In fondo, ogni cosa -anche la più sgradevole- può essere resa interessante e nuova. Oh, in fin dei conti per giornate intere in piedi non ci ero mai campato e, credetemi, cambiano le prospettive se si vuole andare avanti in mezzo al dolore che non passa. C'è pur sempre una vita quotidiana. Questo post, ad esempio. Per scriverlo, bisogna che batta sulla tastiera del computer. Ho preso quindi il portatile e lo ho sistemato in cima ad una pila di dizionari formati dai ponderosi quattro volumi dello Olasz-Magyar és Magyar-Olasz Szótár (Vocabolario italiano-ungherese e ungherese-italiano) di Eugenio Koltay-Kastner e Gyula Herczeg. In questo modo posso scrivere in piedi, proprio come Fernando Pessoa nella sua giornata trionfale in cui scrisse tutto il canzoniere di Alberto Caeiro. Giro di continuo per la casa facendoci quasi il solco e fumando come una ciminiera; bevo acqua minerale perché, con la robina che mi tocca prendere, non potrei permettermi nemmeno un rosolio.

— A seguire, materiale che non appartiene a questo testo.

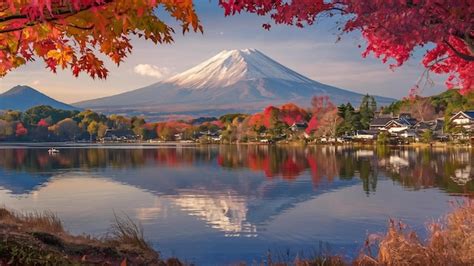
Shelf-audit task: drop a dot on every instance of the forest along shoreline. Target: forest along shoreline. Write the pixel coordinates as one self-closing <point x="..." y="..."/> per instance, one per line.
<point x="40" y="239"/>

Intanto quella maledetta cervicale si espande, è in corso una specie di battaglia della Marna all'altezza dell'avambraccio sinistro e non è escluso di vederci prima o poi pure qualche tassì (e se non cogliete il riferimento, studiate la storia, cialtroni). Vivo in piedi, in questo 19 luglio in cui si commemorano bombardamenti e attentati; speriamo che 'sto Lixidol funzioni, e nel frattempo ho assunto una quantità tale di Olio del Legionario da farmi considerare l'idea di arruolarmi.

Ma poi, in fondo, la cosa che funzionerà di più sarà del tutto a gratis. Non ha bisogno di nessuna farmacia. Si chiama non pigliare il dolore sul serio, e anzi prenderlo discretamente per i fondelli. Oltretutto, 'sta ridicolopatia potrà servire da utile allenamento se e quando avrò da affrontare cose ben più gravi. Ci sarà, magari, da vivere in piedi per davvero, un giorno; e mi preparo a modo mio.